僕な、僕………すげぇ、好いとう人がいるんちゃけぇ。
多分な、多分やけど………僕、そん人ば〝お嫁さん〟になるかもれんけど、なぁ。
ひょっとしたら、子ぉば、産むことになるかもしれんちゃけぇ。
でもなぁ、僕。
今、すげぇ嬉しかとよ?
好いとう人がそばにいるって………なんで、こんなに………心の底からあったかいんやろって。
「かしこまりました!マスター、鶏飯セット1つとブレンドホットです」
一番落ち着く「彼女の家」で、僕は今日もバイトに勤しむ。
大学だって、楽しくて仕方ない。
そして……。
「当麻くん。ナポリタンと苺パフェ、あがったよ」
美味しそうに皿に盛られた料理をカウンターに置いて、厨房から顔を覗かせた泉と目が合った。
あの不思議な、夢のような一夜から何日か経ち。
僕は以前の普通の暮らしに戻って、何の変哲もない生活を送っていた。
あの日。
青姦よろしく、泉とヤッたあの日。
言い伝えによれば、黒田家の藤の木のたもとで、黒田の〝蜂〟と幸運の〝蜜〟が交われば、黒田家の繁栄は未来永劫続くと約束されていたようで。

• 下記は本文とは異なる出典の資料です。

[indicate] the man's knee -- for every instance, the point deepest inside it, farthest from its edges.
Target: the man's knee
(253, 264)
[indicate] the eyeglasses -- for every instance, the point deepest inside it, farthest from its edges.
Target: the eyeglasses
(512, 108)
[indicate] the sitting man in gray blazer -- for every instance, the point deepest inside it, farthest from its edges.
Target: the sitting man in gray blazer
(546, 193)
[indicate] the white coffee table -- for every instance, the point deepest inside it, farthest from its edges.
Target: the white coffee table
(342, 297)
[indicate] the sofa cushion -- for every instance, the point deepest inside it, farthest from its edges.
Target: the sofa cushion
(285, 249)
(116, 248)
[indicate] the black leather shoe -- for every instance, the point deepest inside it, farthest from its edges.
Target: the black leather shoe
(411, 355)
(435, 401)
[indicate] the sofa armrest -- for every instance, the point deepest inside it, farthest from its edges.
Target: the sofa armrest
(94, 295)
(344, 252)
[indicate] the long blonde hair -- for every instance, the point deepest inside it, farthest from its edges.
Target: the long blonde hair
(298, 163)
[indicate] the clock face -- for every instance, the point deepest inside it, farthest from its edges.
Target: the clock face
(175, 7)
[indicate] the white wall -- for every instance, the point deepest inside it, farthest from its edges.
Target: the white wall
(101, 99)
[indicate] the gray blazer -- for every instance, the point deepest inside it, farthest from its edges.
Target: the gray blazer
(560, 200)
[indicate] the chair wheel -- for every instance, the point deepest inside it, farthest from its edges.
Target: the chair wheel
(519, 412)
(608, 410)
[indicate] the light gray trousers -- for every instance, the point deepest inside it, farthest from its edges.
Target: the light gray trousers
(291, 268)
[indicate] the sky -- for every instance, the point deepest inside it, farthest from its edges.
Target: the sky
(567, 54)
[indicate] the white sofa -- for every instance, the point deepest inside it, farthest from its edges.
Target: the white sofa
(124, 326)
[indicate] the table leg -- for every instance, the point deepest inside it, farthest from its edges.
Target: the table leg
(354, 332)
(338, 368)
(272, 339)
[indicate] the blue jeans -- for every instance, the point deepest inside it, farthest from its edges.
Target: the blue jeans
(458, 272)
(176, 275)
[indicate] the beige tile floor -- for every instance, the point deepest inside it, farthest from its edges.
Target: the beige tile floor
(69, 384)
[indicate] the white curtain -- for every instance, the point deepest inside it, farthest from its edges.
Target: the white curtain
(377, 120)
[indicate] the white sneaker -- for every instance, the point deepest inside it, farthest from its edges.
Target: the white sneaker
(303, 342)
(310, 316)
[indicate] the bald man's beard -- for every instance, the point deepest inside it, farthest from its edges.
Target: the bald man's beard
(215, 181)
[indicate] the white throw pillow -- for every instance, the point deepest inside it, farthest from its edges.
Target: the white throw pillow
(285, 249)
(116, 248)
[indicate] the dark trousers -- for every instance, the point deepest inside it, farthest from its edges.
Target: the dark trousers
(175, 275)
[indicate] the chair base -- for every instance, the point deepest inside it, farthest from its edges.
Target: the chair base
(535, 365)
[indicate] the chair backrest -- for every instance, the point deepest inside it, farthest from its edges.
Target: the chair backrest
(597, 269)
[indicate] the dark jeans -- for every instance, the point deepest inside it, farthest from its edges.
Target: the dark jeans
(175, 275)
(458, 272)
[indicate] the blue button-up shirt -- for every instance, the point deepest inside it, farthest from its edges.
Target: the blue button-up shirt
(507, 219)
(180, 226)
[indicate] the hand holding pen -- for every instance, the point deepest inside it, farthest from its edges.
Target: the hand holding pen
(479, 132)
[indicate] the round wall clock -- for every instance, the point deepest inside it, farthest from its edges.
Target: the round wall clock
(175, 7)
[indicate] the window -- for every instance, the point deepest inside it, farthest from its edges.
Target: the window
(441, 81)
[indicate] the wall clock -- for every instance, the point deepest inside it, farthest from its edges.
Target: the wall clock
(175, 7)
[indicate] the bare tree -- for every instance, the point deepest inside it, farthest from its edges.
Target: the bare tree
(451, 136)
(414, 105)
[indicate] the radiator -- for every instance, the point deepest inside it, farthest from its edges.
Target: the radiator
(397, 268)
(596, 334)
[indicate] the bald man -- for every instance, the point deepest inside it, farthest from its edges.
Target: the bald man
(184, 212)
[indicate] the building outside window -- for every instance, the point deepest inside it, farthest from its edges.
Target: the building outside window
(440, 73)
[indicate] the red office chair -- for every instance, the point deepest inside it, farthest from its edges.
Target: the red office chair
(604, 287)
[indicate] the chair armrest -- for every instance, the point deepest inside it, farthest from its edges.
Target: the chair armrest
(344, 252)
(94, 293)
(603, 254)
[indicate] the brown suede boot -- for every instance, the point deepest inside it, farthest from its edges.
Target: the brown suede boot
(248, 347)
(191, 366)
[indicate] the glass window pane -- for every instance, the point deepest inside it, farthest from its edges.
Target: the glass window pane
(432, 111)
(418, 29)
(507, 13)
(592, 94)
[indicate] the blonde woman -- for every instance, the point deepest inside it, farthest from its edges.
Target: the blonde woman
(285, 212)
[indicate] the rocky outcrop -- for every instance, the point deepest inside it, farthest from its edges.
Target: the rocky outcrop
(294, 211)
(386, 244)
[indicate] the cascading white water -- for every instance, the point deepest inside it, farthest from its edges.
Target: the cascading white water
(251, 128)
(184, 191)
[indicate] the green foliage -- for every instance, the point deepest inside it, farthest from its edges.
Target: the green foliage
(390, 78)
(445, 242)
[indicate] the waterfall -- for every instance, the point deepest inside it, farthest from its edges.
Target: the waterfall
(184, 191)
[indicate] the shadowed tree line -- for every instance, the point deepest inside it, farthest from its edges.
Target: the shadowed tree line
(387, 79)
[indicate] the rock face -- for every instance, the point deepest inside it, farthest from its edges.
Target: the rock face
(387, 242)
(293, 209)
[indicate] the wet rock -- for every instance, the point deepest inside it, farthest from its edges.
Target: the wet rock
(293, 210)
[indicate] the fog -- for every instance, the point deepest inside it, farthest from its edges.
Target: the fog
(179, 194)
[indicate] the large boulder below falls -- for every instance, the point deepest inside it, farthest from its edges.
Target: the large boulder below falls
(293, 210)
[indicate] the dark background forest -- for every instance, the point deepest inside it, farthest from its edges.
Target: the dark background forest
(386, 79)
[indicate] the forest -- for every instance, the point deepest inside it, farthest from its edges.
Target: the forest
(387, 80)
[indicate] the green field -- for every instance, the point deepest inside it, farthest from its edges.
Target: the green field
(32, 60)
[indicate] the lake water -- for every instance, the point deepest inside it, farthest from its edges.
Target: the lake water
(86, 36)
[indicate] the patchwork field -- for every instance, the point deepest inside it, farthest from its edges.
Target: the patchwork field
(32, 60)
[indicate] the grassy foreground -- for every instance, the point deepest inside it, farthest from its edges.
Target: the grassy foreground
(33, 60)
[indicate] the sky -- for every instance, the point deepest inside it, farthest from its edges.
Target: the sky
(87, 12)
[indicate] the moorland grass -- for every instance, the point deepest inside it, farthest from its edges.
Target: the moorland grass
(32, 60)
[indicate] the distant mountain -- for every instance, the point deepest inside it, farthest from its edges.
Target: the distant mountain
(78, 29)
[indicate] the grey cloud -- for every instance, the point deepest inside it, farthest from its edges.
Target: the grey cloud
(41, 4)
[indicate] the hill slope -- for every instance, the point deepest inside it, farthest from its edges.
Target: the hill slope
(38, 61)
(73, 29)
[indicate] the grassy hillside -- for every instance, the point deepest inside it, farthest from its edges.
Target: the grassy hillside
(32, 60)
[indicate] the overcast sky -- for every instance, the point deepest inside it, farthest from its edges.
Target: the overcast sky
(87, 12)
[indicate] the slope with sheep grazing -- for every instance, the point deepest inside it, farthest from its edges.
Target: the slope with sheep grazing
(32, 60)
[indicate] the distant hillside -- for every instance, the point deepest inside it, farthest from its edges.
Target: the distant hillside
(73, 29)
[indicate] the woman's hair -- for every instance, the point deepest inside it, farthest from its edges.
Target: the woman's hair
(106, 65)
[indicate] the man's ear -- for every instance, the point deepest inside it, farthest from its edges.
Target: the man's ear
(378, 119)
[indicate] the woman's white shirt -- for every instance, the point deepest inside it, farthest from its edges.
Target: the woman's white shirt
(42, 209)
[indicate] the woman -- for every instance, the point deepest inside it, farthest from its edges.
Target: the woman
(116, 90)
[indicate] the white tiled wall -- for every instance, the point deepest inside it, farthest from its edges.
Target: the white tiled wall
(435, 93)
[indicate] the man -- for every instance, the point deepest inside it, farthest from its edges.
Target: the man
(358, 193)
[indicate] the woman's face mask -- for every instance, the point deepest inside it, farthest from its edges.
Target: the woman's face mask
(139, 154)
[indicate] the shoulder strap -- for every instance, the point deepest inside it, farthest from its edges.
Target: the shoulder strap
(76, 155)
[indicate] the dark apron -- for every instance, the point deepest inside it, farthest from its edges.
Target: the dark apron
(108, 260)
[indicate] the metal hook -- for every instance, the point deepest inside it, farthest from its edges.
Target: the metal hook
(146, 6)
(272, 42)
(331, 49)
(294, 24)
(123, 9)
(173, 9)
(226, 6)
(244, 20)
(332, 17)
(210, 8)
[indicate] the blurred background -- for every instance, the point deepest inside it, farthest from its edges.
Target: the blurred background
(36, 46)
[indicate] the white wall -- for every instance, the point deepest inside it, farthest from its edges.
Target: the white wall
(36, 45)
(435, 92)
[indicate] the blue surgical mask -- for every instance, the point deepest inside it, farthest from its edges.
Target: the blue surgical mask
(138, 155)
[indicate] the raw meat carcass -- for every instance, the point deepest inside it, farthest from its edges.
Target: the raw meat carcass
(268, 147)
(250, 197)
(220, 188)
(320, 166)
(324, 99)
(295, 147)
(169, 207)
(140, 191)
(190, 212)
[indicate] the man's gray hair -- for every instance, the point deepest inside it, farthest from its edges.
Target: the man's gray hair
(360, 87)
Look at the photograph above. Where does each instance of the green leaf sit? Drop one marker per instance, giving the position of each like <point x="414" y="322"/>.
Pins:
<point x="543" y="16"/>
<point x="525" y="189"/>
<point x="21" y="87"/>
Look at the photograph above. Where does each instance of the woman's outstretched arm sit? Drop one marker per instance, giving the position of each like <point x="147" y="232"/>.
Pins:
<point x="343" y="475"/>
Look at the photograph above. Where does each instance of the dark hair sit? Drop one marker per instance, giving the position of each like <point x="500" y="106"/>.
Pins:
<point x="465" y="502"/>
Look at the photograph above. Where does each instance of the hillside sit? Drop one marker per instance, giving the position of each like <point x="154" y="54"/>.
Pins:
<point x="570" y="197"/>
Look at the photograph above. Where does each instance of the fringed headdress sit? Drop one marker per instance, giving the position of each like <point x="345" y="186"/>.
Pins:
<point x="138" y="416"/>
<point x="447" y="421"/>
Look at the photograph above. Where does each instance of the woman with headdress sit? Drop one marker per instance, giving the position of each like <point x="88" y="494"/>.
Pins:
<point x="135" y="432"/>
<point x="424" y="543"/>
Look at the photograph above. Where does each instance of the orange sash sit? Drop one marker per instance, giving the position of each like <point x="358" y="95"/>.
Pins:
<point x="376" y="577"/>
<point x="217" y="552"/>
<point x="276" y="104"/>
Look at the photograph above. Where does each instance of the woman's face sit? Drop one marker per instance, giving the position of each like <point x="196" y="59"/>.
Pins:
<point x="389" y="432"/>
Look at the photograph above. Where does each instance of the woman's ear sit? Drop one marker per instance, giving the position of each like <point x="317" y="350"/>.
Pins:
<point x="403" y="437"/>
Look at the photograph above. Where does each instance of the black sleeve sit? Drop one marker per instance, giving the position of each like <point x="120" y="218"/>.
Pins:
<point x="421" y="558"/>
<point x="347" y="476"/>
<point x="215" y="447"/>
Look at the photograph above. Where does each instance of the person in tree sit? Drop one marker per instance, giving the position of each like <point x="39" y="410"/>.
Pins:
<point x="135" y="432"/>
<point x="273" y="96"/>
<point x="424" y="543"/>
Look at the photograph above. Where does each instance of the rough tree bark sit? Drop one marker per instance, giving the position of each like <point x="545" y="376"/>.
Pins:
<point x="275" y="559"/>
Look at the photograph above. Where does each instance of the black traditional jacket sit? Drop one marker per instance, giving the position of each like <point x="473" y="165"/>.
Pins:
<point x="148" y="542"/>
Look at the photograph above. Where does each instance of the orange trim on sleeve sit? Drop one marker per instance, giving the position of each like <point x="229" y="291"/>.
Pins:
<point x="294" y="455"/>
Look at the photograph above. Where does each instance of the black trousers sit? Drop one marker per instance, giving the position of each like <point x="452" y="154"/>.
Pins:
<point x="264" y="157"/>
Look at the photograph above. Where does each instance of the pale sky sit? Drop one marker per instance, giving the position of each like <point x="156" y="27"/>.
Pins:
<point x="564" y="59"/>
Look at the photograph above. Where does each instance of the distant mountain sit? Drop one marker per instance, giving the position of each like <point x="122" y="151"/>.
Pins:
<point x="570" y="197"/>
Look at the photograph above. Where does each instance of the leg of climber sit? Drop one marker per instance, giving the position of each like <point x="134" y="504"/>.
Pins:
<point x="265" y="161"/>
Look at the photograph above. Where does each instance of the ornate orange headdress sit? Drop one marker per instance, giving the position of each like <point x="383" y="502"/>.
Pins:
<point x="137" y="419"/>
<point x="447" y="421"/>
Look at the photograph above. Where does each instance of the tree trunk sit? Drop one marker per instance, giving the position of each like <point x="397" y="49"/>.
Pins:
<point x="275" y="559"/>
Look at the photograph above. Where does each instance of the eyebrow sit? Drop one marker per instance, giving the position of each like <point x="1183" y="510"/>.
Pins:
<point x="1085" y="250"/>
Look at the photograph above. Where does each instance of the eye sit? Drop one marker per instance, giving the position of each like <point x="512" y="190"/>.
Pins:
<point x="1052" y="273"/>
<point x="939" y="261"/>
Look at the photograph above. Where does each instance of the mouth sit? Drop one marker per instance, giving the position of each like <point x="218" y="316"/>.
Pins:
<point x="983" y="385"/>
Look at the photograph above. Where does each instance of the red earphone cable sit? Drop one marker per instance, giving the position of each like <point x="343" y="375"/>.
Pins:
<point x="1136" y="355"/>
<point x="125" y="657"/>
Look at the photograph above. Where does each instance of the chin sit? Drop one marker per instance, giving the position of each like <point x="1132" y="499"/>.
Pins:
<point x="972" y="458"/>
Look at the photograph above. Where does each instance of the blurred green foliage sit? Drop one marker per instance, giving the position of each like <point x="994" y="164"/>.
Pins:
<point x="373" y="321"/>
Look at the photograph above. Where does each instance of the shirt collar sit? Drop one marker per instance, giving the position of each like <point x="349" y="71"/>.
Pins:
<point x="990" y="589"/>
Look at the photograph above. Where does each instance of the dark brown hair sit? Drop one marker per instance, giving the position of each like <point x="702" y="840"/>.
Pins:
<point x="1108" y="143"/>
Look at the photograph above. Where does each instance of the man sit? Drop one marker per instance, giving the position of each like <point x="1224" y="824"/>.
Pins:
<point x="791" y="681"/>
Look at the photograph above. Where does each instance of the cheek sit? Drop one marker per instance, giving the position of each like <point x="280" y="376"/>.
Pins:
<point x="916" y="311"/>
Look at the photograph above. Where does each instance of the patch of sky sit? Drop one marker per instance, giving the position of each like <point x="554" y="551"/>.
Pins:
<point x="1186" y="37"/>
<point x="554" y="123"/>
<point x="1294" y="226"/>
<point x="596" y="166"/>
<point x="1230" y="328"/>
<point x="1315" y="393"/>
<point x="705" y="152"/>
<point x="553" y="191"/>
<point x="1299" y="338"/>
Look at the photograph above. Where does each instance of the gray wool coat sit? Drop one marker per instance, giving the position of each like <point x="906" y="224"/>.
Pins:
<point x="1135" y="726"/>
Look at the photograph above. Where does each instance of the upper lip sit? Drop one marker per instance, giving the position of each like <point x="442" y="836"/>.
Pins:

結局は、僕が子どもを産むことにはならずにすんだけど………。
その後が、やたらめったら恥ずかしかった。
「いやぁ。当麻くんは、かわいくて大人しそうなのに、淫乱なんだねぇ!隠れ淫乱ってヤツか?!あははっ!!」
と、泉のお父さんに豪快に言われて。
………顔から火が出るんじゃないかってくらい、僕は………穴があったら入りたかったよ、マジで。
その言葉がよっぽどドツボにハマったのか。
泉と肌を重ねるたび、泉は僕に囁くように言うんだ、「隠れ、淫乱?」って。
でも……それは、少し。
自覚アリ、だったりする。
今も、こうして。
バイトの真っ最中だってのに。
泉の笑顔を見るたびに、脳をグラつかせる声を聞く度に。
僕の体は蜂の針に刺されたように刺激され、体が疼いて………泉を欲して止まなくなるんだ。
「………当麻、くん…。顔……顔………」
マスターが目を一文字にして僕に言った。
ハッとして、戸棚のガラスに写った顔を見ると、ヤバいくらい蕩けた顔をしている僕がいて。
………かなり、僕は重症だということに気付かされた。
………だって、しょうがない。
僕は蜜、泉は蜂だもの。
離れなられない、蜜と蜂なんだから。